QAston via Digitalmars-d
digitalmars-d at puremagic.com
Sat Jul 9 04:56:57 PDT 2016
On Friday, 8 July 2016 at 21:24:04 UTC, Walter Bright wrote:
> All useful computer languages are unprincipled and complex due
> to a number of factors:
>
> 1. the underlying computer is unprincipled and complex (well
> known issues with integer and floating point arithmetic)
>
> 2. what programmers perceive as logical and intuitive is often
> neither logical nor intuitive to a computer (even Haskell has
> wackadoodle features to cater to illogical programmers)
>
> 3. what the language needs to do changes over time - the
> programming world is hardly static
>
> 4. new features tend to be added as adaptations of existing
> features (much like how evolution works)
>
> 5. new features have to be worked in without excessively
> breaking legacy compatibility
>
> 6. no language is conceived of as a whole and then implemented
>
> 7. the language designers are idiots and make mistakes
>
>
> Of course, we try to minimize (7), but 1..6 are inevitable.

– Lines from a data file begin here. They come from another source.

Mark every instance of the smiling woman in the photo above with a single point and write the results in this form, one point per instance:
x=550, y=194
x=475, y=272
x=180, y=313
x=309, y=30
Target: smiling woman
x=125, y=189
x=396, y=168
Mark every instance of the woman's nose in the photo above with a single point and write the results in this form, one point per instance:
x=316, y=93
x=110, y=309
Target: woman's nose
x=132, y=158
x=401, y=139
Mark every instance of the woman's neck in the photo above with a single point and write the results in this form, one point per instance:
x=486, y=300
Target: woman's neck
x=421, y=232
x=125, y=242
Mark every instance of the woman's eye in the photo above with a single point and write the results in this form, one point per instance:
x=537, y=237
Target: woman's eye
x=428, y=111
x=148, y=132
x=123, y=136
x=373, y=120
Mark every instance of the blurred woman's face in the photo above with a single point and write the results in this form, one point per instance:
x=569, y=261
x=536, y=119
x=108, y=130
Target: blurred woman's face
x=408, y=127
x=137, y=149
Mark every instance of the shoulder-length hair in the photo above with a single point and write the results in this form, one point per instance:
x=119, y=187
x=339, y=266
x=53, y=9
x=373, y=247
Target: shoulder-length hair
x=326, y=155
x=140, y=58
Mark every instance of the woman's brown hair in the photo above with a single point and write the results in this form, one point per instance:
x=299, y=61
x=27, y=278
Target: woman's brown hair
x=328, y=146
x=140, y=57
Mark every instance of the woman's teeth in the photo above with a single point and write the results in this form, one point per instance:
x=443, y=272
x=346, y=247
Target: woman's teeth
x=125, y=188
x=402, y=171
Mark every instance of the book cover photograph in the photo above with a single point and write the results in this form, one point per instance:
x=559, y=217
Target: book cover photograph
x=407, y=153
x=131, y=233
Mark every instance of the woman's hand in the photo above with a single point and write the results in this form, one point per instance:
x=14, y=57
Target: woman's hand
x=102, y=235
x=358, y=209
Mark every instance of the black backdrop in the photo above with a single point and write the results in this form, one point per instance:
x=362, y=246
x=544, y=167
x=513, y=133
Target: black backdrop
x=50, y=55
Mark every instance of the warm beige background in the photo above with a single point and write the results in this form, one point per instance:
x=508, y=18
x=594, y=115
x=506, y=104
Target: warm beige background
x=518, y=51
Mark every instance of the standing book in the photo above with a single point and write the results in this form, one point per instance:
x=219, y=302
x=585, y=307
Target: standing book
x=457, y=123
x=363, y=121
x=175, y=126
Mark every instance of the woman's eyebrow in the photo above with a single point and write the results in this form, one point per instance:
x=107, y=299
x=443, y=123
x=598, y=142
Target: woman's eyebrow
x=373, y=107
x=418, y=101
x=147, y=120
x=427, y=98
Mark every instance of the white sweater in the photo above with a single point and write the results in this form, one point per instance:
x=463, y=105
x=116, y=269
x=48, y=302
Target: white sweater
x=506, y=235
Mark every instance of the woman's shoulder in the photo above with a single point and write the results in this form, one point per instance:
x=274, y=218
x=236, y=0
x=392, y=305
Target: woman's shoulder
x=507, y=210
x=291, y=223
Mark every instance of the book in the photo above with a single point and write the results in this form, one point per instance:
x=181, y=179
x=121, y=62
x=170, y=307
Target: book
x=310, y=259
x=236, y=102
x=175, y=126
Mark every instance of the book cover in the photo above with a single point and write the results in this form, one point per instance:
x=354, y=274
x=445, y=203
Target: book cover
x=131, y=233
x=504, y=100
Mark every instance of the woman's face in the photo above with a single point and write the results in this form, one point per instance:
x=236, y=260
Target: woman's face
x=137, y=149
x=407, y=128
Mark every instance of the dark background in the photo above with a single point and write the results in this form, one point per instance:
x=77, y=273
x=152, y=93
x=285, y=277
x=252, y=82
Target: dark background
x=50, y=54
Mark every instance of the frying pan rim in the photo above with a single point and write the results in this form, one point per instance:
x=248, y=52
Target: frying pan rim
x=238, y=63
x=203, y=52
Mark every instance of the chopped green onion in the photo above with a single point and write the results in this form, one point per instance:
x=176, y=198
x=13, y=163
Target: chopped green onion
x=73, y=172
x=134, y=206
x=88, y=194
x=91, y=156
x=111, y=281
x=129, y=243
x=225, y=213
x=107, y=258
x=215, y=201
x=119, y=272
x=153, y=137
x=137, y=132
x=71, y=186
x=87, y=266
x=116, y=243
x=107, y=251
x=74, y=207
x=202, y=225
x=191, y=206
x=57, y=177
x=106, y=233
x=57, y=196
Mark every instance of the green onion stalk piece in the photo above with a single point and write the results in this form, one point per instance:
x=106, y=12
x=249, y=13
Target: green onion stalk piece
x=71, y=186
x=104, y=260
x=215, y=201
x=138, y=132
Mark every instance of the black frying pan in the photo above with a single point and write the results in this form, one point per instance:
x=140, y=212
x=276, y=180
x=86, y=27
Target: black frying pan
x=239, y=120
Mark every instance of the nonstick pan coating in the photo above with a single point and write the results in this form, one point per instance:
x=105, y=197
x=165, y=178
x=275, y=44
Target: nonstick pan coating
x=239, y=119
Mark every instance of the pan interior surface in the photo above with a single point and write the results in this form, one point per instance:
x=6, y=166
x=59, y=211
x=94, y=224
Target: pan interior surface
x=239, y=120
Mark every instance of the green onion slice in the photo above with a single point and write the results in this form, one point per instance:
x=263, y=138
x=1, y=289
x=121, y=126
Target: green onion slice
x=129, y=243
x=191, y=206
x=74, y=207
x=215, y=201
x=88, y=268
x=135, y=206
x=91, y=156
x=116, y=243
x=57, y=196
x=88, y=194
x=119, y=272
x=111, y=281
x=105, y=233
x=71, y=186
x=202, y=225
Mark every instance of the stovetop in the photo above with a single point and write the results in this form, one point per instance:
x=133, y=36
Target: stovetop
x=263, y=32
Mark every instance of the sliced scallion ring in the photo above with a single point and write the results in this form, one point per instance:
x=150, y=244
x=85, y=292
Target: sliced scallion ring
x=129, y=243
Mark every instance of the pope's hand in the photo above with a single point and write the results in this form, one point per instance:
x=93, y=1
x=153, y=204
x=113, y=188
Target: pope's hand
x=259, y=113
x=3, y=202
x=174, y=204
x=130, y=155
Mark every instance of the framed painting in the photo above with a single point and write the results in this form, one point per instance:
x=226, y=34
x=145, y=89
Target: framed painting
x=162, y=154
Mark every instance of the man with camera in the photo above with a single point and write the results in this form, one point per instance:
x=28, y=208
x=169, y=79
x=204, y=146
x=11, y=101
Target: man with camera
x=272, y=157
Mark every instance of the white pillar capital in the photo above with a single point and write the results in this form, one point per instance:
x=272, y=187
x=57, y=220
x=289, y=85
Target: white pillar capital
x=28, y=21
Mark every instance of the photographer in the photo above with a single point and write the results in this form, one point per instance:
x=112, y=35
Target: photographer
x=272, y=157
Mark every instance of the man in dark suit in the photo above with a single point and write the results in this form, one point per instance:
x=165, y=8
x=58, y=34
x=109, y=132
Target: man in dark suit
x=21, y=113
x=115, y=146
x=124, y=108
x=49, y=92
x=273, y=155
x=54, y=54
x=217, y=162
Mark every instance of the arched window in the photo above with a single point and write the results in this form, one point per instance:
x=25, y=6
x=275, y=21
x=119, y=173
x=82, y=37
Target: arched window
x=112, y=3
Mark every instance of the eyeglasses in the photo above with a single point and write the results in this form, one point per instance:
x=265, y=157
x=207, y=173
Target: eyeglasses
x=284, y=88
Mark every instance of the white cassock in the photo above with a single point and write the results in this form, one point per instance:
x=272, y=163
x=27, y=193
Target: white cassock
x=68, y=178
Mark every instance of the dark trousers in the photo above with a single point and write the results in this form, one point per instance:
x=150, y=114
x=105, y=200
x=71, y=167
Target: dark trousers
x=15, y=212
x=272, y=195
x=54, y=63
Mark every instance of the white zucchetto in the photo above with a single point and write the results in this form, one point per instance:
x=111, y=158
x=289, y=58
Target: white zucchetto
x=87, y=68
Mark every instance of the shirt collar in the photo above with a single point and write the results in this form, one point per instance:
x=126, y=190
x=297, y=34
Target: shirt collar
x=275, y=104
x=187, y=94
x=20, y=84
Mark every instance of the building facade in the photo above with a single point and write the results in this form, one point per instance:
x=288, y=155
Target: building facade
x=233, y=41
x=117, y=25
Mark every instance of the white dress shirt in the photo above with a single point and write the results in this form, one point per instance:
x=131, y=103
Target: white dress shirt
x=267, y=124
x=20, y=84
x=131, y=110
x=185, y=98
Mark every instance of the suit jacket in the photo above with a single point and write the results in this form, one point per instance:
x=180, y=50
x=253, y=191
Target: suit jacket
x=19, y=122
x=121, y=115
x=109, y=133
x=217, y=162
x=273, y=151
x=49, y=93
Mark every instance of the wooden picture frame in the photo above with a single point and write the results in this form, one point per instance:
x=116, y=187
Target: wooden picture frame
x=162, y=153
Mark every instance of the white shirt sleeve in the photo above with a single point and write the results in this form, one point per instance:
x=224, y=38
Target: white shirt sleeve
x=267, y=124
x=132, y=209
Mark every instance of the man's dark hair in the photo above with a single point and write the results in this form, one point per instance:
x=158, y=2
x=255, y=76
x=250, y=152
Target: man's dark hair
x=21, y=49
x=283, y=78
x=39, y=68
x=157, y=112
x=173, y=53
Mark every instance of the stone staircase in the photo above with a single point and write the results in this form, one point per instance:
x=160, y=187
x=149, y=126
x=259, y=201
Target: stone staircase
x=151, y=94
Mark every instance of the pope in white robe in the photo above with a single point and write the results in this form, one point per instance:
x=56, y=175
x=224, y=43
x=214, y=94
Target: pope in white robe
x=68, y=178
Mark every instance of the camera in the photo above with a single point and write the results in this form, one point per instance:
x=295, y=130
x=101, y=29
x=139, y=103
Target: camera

Letting consequences of those just happen is like a being a
sailor and happily going the wrong way when the wind is not
perfect. There are techniques both from the project management
point of view and from language design point of view that can be
applied to minimize and prevent those effects and aren't applied.
So, some examples:
About 6, 3 and 4. There's a thing called the MVP (minimal viable
product) approach. You implement the minimally useful bare bones
and leave as much wiggle room as possible for future changes.
This doesn't need to be applied to the whole language, it can be
applied per feature as well. Yes, you can't predict the future,
that's not an excuse for not preparing for it and for possible
change. When you're happy with the MVP you can accept it and do
more experimentation with the knowledge you got from doing the
MVP. See also: agile methodologies.
About 2 and 7. Some positive changes happen here, still listing
possible solutions won't hurt. Have more peer review. Release
more often, so people won't be bothered if their feature won't
make it (it's weird that Andrei worked at facebook, yet he
doesn't push for faster, less feature heavy releases). Release
new features under feature gates (like -dip25 and
std.experimetal), don't stabilize until people provide feedback
and are happy with the result (yes there's an issue with people
not testing the feature because of small D adoption - don't
include the feature for it's own sake if people can't be bothered
to test it). We're all idiots - so we need to experiment before
we commit to something.
About 4 and 5. Those are partially combated by the MVP approach
mentioned earlier- leaving as much as possible flexibility for as
long as possible, so you can make decisions when you have the
most information(i.e. as late as possible).
Another way to combat this is to build language from independent
parts that can be composed together. As an example of this done
right: concrete code, templating mechanisms and conditional
compilation are all independent parts of the language that can be
put together, so the effective number of features is a cross
product of those 3. Deadalnix gave some examples of that done
wrong in this thread - as he's implementing a D compiler from
scratch he can see the unorthogonal parts easily. SDC is probably
worth looking into. With independent features it's much easier to
keep the feature set adaptable.
Another language design trick is to look at the whole language
and try to hit as many birds as possible with as few (but not too
few) stones as possible. There are numerous cases of problems
being solved using different means each time a problem comes up.
Look for a way to merge these categories of solutions into
something coherent and deprecate the old mess. You don't have to
drop the old ways, but new users will be glad to have a simpler
model to learn, as old "special" solutions can be defined in
terms of the new one. Do you really need pragmas, special
variables and special constants when you could have nice
namespaced intrinsics modules defined with existing and
understood language rules? Do you need alias this when you could
have opImplicitCast returning ref?
I didn't just make those up, there are languages which do all of
those and more and they work within the same domain as D.